• Clin. Infect. Dis. · Apr 1995

    Randomized Controlled Trial Clinical Trial

    A randomized, double-blind, placebo-controlled trial of selective digestive decontamination in a medical-surgical intensive care unit.

    • J Wiener, G Itokazu, C Nathan, S A Kabins, and R A Weinstein.
    • Division of Infectious Diseases, Michael Reese Hospital and Medical Center, Chicago, Illinois, USA.
    • Clin. Infect. Dis. 1995 Apr 1; 20 (4): 861-7.
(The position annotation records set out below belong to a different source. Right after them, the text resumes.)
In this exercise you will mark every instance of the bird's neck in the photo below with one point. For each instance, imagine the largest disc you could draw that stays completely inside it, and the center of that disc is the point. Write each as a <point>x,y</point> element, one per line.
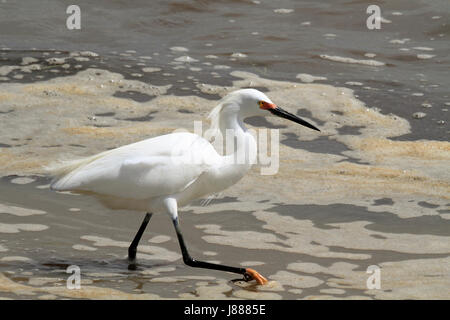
<point>240,146</point>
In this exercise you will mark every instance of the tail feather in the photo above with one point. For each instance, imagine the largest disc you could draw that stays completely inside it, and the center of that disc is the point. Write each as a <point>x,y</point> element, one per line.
<point>61,171</point>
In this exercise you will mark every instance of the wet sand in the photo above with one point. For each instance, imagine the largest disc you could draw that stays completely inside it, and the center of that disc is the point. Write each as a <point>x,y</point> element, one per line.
<point>373,188</point>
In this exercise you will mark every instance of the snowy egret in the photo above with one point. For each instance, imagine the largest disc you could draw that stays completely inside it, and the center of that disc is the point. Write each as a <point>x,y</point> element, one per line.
<point>153,175</point>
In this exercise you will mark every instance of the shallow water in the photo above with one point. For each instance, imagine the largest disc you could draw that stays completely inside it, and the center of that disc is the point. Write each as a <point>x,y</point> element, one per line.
<point>372,189</point>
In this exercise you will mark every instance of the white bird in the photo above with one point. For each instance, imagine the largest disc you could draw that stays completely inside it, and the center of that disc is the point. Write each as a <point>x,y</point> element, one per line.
<point>163,173</point>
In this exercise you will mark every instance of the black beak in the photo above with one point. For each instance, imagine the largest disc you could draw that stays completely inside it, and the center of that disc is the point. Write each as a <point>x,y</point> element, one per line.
<point>287,115</point>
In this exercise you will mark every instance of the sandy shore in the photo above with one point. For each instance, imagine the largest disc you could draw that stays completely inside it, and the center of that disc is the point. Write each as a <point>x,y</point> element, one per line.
<point>341,201</point>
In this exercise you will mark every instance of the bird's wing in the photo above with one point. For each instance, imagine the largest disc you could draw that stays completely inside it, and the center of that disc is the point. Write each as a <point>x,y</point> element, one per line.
<point>163,165</point>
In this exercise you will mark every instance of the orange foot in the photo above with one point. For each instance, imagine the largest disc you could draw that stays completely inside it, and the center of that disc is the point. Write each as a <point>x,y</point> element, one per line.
<point>251,274</point>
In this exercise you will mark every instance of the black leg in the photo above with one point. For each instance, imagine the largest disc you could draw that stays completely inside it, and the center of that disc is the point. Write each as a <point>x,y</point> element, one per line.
<point>188,260</point>
<point>133,246</point>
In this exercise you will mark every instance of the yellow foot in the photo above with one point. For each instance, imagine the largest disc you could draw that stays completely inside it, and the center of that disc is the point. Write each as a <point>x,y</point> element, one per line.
<point>251,274</point>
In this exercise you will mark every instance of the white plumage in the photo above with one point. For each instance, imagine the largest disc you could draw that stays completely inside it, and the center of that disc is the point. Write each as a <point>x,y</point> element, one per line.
<point>159,174</point>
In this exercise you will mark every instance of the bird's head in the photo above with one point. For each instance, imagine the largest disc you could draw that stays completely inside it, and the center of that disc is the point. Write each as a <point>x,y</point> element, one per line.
<point>255,103</point>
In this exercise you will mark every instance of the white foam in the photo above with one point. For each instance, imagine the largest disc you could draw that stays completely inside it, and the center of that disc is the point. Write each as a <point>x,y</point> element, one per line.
<point>22,180</point>
<point>284,11</point>
<point>352,61</point>
<point>15,228</point>
<point>425,56</point>
<point>185,59</point>
<point>179,49</point>
<point>304,77</point>
<point>423,48</point>
<point>150,69</point>
<point>19,211</point>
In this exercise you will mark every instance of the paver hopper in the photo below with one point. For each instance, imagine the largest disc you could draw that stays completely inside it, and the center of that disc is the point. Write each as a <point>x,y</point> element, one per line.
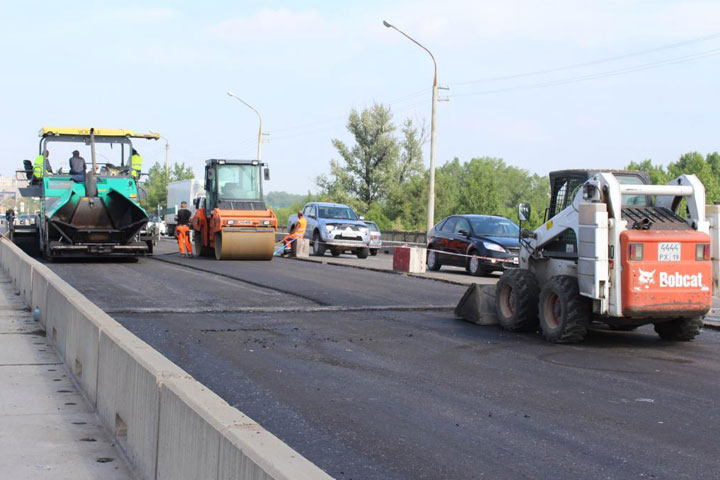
<point>91,214</point>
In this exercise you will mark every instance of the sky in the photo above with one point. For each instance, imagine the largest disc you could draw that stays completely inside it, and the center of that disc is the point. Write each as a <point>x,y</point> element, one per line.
<point>543,85</point>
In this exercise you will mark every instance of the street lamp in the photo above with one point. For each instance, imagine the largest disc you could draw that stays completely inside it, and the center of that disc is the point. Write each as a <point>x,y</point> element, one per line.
<point>230,94</point>
<point>433,123</point>
<point>167,155</point>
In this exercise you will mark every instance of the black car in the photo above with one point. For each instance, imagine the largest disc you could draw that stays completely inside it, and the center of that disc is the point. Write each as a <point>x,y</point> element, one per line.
<point>480,243</point>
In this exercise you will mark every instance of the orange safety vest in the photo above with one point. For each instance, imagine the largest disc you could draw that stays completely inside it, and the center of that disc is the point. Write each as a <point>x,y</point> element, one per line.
<point>299,231</point>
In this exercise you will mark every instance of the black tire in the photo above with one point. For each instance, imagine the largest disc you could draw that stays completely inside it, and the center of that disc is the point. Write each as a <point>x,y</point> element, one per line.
<point>564,314</point>
<point>475,267</point>
<point>516,301</point>
<point>318,247</point>
<point>679,329</point>
<point>433,260</point>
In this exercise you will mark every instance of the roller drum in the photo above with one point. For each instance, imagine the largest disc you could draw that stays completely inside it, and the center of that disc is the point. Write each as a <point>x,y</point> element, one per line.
<point>245,244</point>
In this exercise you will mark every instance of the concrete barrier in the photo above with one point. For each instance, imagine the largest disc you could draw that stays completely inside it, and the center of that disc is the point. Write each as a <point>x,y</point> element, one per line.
<point>168,424</point>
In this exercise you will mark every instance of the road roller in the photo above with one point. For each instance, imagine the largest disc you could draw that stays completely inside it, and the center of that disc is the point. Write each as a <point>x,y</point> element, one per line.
<point>91,213</point>
<point>232,221</point>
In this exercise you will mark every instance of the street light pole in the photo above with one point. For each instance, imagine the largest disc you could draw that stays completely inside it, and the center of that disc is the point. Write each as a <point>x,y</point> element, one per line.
<point>167,155</point>
<point>433,131</point>
<point>230,94</point>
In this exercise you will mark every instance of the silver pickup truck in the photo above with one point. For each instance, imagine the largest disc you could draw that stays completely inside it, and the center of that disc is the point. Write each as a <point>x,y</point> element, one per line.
<point>334,227</point>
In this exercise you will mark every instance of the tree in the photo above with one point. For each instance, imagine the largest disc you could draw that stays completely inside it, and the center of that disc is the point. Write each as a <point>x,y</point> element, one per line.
<point>156,184</point>
<point>370,166</point>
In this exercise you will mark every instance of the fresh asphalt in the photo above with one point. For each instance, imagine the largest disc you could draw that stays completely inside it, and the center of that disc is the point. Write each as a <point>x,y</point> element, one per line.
<point>403,390</point>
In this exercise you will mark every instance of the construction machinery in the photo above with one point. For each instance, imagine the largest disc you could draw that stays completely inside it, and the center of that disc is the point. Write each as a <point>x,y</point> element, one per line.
<point>613,249</point>
<point>232,220</point>
<point>92,214</point>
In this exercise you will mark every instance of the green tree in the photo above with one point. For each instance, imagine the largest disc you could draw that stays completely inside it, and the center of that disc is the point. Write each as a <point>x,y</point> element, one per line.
<point>366,170</point>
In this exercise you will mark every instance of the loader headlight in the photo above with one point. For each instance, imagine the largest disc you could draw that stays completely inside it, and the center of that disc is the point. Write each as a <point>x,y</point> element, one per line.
<point>494,247</point>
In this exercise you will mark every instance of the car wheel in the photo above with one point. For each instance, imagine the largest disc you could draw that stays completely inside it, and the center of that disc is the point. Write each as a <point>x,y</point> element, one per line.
<point>475,266</point>
<point>433,262</point>
<point>318,247</point>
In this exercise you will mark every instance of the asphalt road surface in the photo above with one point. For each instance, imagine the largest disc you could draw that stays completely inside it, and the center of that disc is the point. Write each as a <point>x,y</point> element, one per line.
<point>370,376</point>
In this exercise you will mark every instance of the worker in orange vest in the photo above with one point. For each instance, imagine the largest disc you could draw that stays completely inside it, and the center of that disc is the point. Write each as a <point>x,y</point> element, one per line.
<point>297,233</point>
<point>182,230</point>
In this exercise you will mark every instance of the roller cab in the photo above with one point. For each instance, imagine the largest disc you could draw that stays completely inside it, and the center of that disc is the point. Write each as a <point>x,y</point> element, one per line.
<point>232,221</point>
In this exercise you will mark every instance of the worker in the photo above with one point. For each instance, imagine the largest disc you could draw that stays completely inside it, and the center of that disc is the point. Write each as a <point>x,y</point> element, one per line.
<point>135,164</point>
<point>77,167</point>
<point>297,233</point>
<point>182,230</point>
<point>42,163</point>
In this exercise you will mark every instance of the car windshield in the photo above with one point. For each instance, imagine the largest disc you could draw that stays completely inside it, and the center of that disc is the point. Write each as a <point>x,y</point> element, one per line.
<point>239,182</point>
<point>336,213</point>
<point>496,227</point>
<point>372,226</point>
<point>632,200</point>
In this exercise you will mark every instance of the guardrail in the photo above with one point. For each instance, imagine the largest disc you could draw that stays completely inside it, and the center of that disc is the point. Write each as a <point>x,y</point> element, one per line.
<point>169,425</point>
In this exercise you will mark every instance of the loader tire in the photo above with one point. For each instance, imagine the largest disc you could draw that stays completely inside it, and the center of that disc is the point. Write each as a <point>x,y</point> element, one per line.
<point>516,301</point>
<point>679,329</point>
<point>564,314</point>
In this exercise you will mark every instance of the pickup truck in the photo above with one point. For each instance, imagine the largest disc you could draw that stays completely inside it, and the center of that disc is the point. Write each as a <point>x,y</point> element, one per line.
<point>335,227</point>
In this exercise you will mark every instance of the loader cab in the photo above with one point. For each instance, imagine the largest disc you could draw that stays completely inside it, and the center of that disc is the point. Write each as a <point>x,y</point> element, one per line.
<point>234,184</point>
<point>564,185</point>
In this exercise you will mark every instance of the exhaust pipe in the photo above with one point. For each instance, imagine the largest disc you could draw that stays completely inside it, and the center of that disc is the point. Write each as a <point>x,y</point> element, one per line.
<point>90,180</point>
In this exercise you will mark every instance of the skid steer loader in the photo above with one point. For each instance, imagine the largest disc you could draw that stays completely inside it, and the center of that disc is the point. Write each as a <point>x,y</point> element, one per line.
<point>614,249</point>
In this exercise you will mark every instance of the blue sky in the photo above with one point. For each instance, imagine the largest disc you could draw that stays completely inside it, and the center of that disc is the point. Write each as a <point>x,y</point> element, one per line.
<point>166,66</point>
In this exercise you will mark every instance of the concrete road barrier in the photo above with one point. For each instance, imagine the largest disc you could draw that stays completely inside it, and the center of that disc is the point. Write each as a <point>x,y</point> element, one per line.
<point>169,425</point>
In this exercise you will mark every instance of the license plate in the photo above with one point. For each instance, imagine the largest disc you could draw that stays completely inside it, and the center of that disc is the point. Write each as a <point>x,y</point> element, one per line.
<point>669,251</point>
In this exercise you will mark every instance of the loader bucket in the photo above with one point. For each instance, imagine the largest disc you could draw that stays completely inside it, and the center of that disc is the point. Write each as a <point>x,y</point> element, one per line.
<point>240,243</point>
<point>111,219</point>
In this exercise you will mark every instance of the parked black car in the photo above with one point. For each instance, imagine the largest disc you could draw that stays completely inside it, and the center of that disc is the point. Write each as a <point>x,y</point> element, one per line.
<point>492,243</point>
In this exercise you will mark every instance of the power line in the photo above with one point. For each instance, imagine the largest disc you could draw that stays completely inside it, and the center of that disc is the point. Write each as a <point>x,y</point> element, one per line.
<point>590,63</point>
<point>611,73</point>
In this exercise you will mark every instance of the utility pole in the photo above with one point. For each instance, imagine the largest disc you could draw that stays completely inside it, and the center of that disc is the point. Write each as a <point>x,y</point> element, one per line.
<point>259,157</point>
<point>433,130</point>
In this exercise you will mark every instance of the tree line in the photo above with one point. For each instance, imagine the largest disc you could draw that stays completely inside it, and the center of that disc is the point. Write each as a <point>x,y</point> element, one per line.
<point>382,176</point>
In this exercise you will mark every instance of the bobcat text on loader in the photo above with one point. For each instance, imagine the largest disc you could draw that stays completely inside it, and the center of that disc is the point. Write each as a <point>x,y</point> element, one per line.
<point>232,219</point>
<point>614,249</point>
<point>92,215</point>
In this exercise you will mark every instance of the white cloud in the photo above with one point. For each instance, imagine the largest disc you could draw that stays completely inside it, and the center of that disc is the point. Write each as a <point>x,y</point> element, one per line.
<point>139,14</point>
<point>268,25</point>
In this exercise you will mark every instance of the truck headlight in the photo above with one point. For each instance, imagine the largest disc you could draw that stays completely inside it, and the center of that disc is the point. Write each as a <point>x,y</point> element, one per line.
<point>494,247</point>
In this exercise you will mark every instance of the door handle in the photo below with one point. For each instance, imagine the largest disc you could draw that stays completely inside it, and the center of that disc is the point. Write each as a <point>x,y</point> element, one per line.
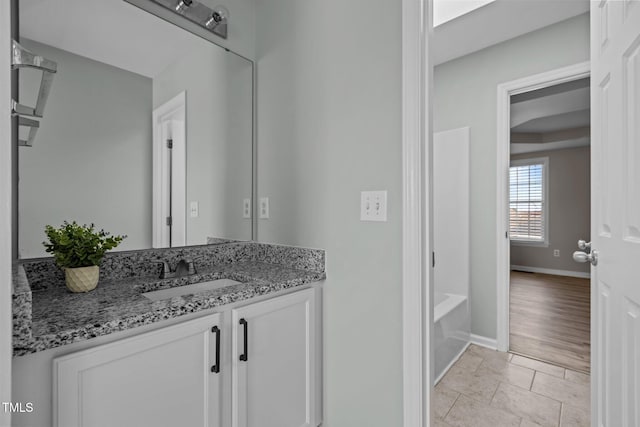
<point>579,256</point>
<point>584,245</point>
<point>216,368</point>
<point>244,356</point>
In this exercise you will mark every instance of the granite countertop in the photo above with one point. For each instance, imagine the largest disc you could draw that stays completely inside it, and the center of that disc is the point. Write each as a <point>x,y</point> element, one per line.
<point>53,316</point>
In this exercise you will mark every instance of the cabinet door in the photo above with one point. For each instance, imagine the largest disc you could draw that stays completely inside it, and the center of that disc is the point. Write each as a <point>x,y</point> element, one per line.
<point>274,375</point>
<point>159,378</point>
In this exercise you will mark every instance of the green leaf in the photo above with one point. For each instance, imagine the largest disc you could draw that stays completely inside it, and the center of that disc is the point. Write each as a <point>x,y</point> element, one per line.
<point>74,245</point>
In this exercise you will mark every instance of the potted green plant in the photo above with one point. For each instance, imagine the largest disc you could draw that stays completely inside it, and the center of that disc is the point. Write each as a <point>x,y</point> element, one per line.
<point>78,250</point>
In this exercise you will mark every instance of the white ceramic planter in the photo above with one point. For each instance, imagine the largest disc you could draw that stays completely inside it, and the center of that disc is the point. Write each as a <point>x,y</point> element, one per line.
<point>82,279</point>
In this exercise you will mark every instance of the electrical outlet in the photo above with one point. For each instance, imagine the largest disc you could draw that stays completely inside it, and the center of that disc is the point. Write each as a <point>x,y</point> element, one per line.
<point>246,208</point>
<point>264,208</point>
<point>373,206</point>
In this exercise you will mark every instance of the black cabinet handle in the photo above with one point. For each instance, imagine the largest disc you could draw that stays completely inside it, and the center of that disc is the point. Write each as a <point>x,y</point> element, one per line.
<point>244,356</point>
<point>216,368</point>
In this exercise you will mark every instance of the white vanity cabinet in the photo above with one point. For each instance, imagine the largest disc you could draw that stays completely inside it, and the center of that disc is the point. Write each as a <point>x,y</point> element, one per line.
<point>161,378</point>
<point>190,374</point>
<point>275,362</point>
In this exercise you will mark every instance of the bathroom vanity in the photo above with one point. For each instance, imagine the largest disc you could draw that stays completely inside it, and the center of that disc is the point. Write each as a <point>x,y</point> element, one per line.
<point>149,131</point>
<point>246,353</point>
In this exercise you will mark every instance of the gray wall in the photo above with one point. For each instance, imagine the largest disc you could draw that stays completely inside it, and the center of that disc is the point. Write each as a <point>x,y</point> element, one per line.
<point>91,160</point>
<point>569,207</point>
<point>329,126</point>
<point>465,95</point>
<point>219,137</point>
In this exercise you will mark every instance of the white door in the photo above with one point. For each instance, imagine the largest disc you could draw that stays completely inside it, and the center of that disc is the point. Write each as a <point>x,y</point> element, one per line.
<point>164,378</point>
<point>274,363</point>
<point>615,162</point>
<point>170,174</point>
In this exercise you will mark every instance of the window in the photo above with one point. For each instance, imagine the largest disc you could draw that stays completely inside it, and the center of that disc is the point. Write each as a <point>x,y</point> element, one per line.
<point>527,201</point>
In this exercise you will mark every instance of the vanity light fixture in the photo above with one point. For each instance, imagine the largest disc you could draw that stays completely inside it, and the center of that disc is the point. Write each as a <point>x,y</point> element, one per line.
<point>183,5</point>
<point>213,20</point>
<point>218,17</point>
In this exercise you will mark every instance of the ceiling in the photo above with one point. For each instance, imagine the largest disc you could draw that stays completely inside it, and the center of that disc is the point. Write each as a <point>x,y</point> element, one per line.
<point>551,118</point>
<point>555,123</point>
<point>499,21</point>
<point>99,29</point>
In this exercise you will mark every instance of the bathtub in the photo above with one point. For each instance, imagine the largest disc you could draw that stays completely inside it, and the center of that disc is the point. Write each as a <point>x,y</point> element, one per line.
<point>451,330</point>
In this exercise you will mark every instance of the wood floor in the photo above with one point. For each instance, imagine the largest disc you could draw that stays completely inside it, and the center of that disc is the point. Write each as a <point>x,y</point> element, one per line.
<point>550,319</point>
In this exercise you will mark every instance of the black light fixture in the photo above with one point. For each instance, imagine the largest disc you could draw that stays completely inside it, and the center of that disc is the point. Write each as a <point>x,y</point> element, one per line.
<point>183,5</point>
<point>218,17</point>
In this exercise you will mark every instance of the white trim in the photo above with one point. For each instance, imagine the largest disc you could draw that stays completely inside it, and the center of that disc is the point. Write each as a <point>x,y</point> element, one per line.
<point>545,200</point>
<point>453,361</point>
<point>568,273</point>
<point>169,117</point>
<point>416,290</point>
<point>505,90</point>
<point>6,172</point>
<point>489,343</point>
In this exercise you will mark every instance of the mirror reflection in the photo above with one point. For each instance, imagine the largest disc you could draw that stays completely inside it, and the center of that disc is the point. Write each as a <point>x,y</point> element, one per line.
<point>147,130</point>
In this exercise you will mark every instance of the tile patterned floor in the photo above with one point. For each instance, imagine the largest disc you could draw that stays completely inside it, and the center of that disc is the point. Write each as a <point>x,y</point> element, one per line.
<point>494,389</point>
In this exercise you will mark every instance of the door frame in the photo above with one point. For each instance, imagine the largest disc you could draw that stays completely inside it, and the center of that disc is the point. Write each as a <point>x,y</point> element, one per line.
<point>417,146</point>
<point>169,182</point>
<point>505,90</point>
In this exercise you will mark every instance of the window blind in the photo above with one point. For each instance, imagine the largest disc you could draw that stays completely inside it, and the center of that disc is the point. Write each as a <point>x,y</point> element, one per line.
<point>526,202</point>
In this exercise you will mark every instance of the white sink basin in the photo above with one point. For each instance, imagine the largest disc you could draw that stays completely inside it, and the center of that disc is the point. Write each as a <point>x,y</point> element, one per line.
<point>188,289</point>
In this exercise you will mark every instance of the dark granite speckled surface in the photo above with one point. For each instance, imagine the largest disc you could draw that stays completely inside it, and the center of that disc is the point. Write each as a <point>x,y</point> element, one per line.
<point>47,315</point>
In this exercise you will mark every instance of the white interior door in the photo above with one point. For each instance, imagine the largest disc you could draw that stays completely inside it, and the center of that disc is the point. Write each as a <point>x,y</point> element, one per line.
<point>615,157</point>
<point>170,174</point>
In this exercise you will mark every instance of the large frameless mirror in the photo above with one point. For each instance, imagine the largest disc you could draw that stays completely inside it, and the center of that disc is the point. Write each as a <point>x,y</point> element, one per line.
<point>147,130</point>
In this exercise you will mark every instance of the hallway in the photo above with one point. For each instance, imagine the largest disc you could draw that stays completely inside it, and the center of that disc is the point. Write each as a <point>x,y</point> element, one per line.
<point>490,388</point>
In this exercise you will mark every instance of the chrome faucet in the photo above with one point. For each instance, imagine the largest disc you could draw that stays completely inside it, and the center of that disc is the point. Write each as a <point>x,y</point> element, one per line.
<point>185,267</point>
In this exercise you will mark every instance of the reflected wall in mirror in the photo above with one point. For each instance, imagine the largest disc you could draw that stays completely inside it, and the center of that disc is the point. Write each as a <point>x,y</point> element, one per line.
<point>102,156</point>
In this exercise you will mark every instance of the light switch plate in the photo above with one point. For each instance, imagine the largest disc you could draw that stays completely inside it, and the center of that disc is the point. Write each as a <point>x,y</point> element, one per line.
<point>373,206</point>
<point>246,208</point>
<point>264,208</point>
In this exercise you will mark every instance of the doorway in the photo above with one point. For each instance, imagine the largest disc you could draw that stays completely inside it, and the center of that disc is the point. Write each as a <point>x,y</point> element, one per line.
<point>543,206</point>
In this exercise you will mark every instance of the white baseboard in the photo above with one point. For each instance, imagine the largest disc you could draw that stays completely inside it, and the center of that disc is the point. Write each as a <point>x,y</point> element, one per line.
<point>484,341</point>
<point>551,271</point>
<point>454,360</point>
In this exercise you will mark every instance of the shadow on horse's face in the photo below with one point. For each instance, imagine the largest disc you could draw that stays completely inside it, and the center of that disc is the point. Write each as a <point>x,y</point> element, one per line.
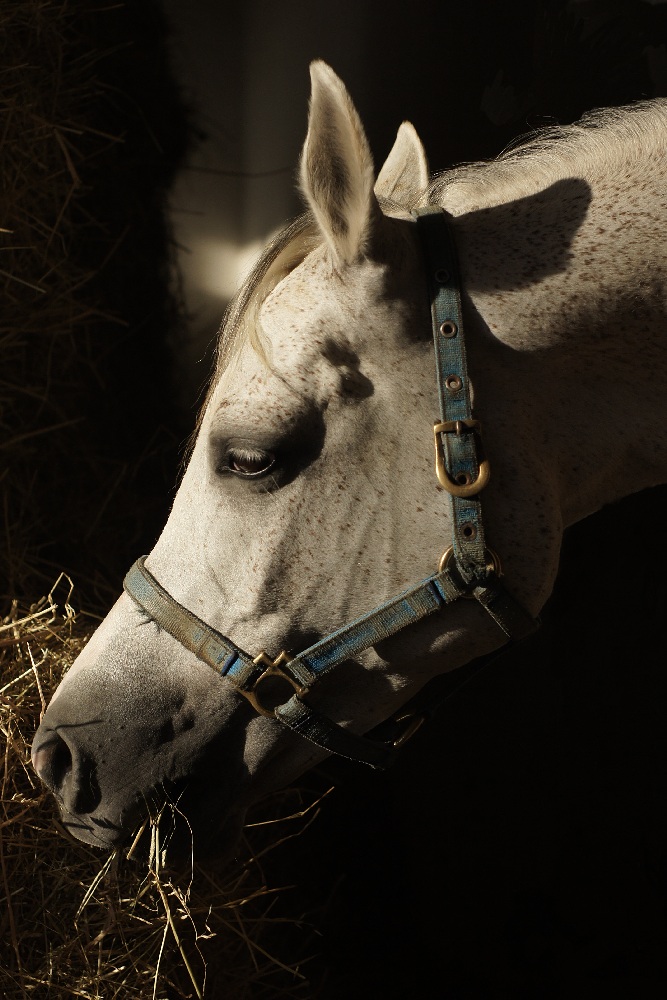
<point>308,500</point>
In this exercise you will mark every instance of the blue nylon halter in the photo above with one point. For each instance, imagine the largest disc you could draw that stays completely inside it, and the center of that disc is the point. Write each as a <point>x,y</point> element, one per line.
<point>467,569</point>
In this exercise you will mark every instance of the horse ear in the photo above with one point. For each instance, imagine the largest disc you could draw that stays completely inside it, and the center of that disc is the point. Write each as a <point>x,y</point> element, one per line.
<point>404,174</point>
<point>337,167</point>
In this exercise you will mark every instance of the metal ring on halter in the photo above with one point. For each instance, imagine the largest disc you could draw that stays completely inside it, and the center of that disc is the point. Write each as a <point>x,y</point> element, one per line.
<point>272,670</point>
<point>493,565</point>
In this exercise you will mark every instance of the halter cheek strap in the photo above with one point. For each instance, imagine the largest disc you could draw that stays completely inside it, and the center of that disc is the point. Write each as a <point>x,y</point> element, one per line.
<point>467,568</point>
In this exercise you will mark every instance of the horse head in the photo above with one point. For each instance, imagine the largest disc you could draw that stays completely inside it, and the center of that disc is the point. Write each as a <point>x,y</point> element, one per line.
<point>308,500</point>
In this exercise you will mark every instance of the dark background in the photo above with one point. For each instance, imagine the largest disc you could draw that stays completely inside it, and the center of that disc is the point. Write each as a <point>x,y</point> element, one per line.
<point>518,850</point>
    AbstractA randomized, double-blind, placebo-controlled trial of selective decontamination of the oropharynx and gastrointestinal tract was conducted on 61 intubated patients in a medical-surgical intensive care unit (ICU) to determine the impact on nosocomial pneumonia, other infections, and emergence of colonization or infection with antibiotic-resistant bacteria. Over 8 months, 30 patients received an oral paste and solution containing polymyxin, gentamicin, and nystatin; 31 patients received a placebo paste and solution. At study entry, patients in both groups were seriously ill (mean acute physiologic score, 27.2), frequently had pulmonary infiltrates (73.8%), and were likely to be receiving systemic antibiotics (86.9%). There were no differences between study patients and control patients in these characteristics or in frequency of any nosocomial infection (50% vs. 55%), nosocomial pneumonia (27% vs. 26%), febrile days (2.3 vs. 2.0), duration of antibiotic therapy (14.0 vs. 13.4), or mortality rates (37% vs. 48%). There was no difference in infections caused by antibiotic-resistant gram-negative bacilli, although a trend towards more frequent infection with gentamicin-resistant enterococci was found for study patients. Selective decontamination did not appear to be effective in our very ill medical-surgical ICU patients, although the number of patients in our trial was sufficient to detect only a 50% or greater reduction in pneumonia rates.